Notch signalling is a major pathway that fosters stem cells to begin the process of differentiation towards keratinocytes [23,24]. One of the ligands for Notch receptor is jagged 1 protein (JAG-1), which was found to be a p63 target [25]. Notch activation can suppress p63 expression in keratinocytes while permanent p63 function inhibits the ability of Notch receptor to induce cell cycle arrest. Moreover, promoting cell cycle arrest by Notch signalling involves induc­tion of WAF1 protein, which can be controlled by p63 [24].

The differentiation program is based on the cooperation between specific sets of genes being part of the epidermal differentiation complex (EDC) within mouse chromosome 3 and encoding components of the cornified layer [26]. Chromatin architecture within the tissue-specific EDC locus can be remodelled by special AT-rich sequence-bind­ing protein-1 (Satb1). Satb1 functions as a genome organiser, directing chromatin-remodelling enzymes and trans­cription factors and therefore playing an important role in the regulation of tissue-specific gene expression programs [27,28]. It was shown that Satb1 stimulates the differentiation of progenitor cells in the basal layer towards keratinocytes and can be directly regulated by p63 [26]. Satb1 is co-expressed with p63 in basal cells during embryonic and postnatal development and mice that have lost expression of p63 exhibited severely decreased levels of Satb1 and also loricrin (a marker of differen­tiated keratinocytes). Additionally, Satb1 knockout mice showed diminished epidermal cell proliferation and their skin appeared to be much thinner in comparison with wild-type Satb1 mice [29].

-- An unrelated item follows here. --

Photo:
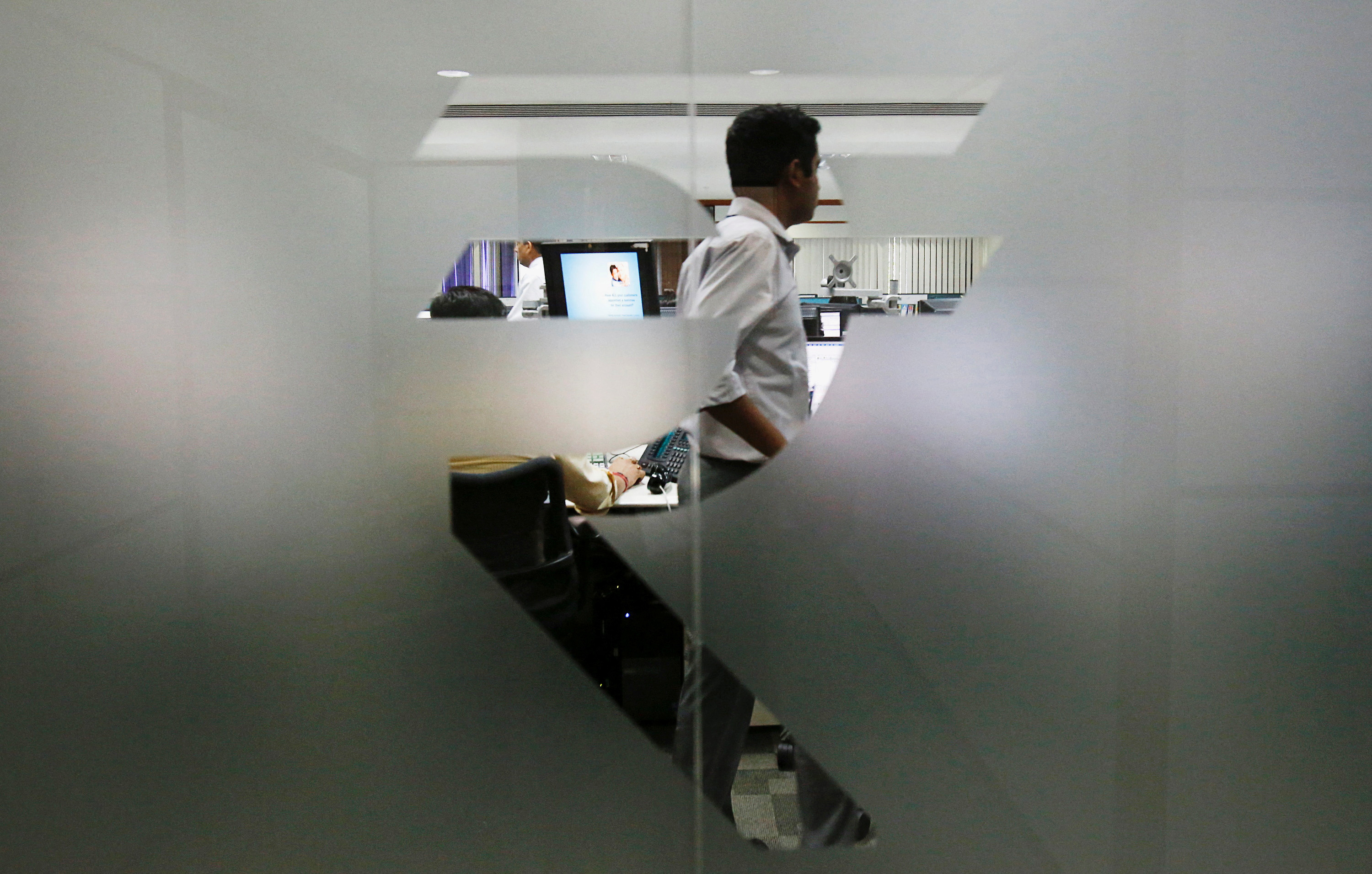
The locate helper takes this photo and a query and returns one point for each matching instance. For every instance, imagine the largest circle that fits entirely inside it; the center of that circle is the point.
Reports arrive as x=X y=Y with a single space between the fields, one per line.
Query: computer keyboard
x=666 y=456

p63 and Skin Appendages Development

Skin appendages which include teeth, hairs and glands are derived from ectodermal and mesodermal tissues [30]. The first step of skin appendage formation is very similar for all types, when the placodes start to form a bud. However, the following events differ among them and depend on the kind of skin derivative [30,31]. Genes which control the development of skin derivatives are highly conserved across species [31]. The essential role of p63 in skin appendage develop­ment was observed in the p63-knock­out mice where animals lacking p63 expression died perinatally and demonstrated a dramatic phenotype. Their epithelium stayed single-layered and lacked all the appendages such as hair follicles, teeth, whiskers and glands [5]. Analogically, mutations in p63 are related to such phenotype in humans as ectrodactyly, ectodermal dysplasia and cleft lip/palate syndrome (EEC), limb-mammary syndrome (LMS), ankyloblepharon-ectodermal defects-cleft lip/palate syndrome (AEC), acro-dermato-ungual-lacrimal-tooth syndrome (ADULT) or Rapp-Hodgkin syndrome (RHS) [32]. When developing hair, teeth and vibrissae during embryogenesis, p63 is initially expressed through­out the epithelium. With the progressive development the level of p63 decreases within the inner layers [16,33]. At the beginning, as well as during the whole process of ectoderm development, only ∆N iso­forms were detected, whereas the expression of TA isoforms was observed at later stages [16]. Research in zebrafish revealed ∆Np63α to be the most abundantly expressed isoform during embryonic development [34] and mutations in p63-associated syndromes are mostly found within regions specific for the α iso­form [35]. These observations suggest that ∆Np63α is the essential isoform participating in the development of skin and skin appendages.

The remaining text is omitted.